Wednesday, March 5, 2008

Question - Re: University Degrees for Pilots

I received a question from a reader the other day:

Hey! I am looking into getting into the industry. My question is do you suggest getting a university degree these days on top of everything else? My mom works for Air Canada so she knows many pilots and many have told me that having a university degree makes you a lot likelier of landing a job with a major airline.

Getting a university degree en route to becoming a pilot is a tough decision. I don't think that there's an overwhelming right or wrong answer and what will work best for a person depends on a number of factors.
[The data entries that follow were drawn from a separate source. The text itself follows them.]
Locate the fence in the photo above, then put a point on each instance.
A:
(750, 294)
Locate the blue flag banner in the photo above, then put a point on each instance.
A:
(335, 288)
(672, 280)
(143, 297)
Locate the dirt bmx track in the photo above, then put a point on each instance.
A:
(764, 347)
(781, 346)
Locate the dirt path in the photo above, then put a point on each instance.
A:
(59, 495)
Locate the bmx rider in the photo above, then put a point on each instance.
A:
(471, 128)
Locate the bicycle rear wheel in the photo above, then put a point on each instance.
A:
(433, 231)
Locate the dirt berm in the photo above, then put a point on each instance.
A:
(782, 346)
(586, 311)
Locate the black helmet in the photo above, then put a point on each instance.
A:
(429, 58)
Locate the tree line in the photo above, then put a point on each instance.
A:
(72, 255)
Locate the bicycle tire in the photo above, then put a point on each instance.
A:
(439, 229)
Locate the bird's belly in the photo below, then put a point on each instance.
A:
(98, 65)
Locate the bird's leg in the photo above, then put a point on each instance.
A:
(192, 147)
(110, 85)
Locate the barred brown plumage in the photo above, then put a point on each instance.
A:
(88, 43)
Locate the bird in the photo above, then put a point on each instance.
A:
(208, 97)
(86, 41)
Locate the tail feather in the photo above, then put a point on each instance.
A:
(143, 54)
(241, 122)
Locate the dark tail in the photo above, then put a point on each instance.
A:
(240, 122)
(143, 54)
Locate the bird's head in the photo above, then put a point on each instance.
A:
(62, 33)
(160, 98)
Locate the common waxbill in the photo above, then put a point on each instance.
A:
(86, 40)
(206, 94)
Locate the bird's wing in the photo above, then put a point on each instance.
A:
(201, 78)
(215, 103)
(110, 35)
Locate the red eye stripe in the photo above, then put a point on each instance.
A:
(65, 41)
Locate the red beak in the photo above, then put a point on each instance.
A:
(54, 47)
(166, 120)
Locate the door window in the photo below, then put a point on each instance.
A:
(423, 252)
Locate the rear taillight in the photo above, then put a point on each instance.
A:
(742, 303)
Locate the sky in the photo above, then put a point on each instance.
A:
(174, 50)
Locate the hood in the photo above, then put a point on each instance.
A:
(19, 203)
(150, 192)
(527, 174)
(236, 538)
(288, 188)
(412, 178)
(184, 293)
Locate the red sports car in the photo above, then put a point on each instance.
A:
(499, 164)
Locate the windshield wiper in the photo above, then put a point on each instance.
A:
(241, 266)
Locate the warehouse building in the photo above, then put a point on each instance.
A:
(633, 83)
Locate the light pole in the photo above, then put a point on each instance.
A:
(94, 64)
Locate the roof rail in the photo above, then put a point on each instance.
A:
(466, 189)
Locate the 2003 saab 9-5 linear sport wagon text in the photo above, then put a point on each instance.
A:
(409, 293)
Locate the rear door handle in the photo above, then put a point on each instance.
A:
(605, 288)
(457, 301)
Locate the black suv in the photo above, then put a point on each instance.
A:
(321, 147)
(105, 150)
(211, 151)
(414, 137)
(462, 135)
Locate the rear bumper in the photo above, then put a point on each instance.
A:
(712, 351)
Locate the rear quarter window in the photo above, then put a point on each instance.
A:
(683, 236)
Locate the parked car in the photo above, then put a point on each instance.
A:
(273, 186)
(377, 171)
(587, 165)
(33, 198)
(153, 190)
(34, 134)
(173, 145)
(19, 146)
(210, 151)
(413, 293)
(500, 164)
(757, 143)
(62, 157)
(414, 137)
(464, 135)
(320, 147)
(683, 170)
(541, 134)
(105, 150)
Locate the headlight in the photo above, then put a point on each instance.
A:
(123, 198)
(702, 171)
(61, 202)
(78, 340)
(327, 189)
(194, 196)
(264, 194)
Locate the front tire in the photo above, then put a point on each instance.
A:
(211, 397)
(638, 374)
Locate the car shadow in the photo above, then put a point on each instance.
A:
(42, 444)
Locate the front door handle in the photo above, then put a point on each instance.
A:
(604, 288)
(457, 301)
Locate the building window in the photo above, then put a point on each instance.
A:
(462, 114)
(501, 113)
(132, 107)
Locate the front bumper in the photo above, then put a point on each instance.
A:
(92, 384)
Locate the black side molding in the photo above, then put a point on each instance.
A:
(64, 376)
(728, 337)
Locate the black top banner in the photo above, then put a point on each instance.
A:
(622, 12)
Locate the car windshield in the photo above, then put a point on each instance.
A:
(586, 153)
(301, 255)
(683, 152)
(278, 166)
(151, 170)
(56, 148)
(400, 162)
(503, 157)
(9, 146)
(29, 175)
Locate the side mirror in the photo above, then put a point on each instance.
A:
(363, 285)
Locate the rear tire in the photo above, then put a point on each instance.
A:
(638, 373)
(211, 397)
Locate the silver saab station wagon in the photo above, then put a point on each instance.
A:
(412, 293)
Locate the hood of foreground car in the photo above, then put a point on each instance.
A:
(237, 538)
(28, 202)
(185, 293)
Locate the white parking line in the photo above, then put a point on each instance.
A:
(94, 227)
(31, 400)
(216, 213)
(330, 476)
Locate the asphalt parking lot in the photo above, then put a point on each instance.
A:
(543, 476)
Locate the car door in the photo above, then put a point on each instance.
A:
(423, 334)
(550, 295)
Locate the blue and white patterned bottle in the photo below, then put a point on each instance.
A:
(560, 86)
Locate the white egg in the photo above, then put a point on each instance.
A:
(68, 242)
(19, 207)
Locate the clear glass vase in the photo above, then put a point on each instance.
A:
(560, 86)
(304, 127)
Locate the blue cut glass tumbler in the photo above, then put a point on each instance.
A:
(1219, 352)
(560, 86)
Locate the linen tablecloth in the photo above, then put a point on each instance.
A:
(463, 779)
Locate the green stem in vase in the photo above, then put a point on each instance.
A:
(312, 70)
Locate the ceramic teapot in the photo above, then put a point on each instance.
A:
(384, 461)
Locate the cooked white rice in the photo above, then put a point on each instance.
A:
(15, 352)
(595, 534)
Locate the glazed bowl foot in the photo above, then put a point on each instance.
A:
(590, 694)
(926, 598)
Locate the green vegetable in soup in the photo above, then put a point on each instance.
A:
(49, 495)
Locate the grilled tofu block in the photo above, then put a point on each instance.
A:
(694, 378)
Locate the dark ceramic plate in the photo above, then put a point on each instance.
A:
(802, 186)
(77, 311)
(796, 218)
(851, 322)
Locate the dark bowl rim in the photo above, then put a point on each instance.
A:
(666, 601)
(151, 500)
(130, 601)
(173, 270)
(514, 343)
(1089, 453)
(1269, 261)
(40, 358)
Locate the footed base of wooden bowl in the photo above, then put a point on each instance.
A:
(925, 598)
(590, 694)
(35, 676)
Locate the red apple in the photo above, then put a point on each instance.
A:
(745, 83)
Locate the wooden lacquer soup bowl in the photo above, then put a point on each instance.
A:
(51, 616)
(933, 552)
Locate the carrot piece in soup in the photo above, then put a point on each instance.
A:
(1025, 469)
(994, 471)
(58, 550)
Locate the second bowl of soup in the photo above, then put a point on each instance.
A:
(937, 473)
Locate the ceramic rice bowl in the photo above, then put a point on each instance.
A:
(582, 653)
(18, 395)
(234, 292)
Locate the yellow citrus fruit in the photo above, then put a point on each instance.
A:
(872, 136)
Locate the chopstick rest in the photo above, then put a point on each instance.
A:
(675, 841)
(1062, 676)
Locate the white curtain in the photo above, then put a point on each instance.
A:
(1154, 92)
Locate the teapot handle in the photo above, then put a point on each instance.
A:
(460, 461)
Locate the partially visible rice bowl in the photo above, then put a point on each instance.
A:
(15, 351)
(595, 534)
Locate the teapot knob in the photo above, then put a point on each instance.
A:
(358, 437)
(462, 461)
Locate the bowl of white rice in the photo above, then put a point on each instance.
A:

Major Airlines, specifically Air Canada, use a 'points' system when determining who they will interview. Points will be awarded based on education, flying experience (both hours flown and type of aircraft those hours were acquired on), language proficiency, work experience, leadership qualities etc. I do not know how many points get awarded for each category.

About 8 years ago now when I was just finishing my training, I was able to meet the pilot hiring coordinator for Air Canada. When I asked if she had any tips, her response was "get a degree." What I have heard however, is that a university degree is granted the same number of points as a diploma from a recognized Aviation College such as Confederation, Sault College or Mount Royal. This is not confirmed though.

Even for Air Canada, having a degree will not automatically get you a job at an airline. It is also imperative to have a lot of flight experience. Depending on about a million different factors, when you're done your training, it will generally be 5 to 10 years before you have the experience to be hired by Air Canada. Even though their stated minimum hour requirements are 1000 hours, most successful candidates have at least 2000 hours, with most having more.

Having a degree will also not really help you in getting your first flying job. Operators that hire low time pilots generally don't care if you have a college diploma or a degree, rather, they want to see that you have a good attitude and can work hard. Having some work experience, being in the right place at the right time and making good connections will all help in finding the first flying job.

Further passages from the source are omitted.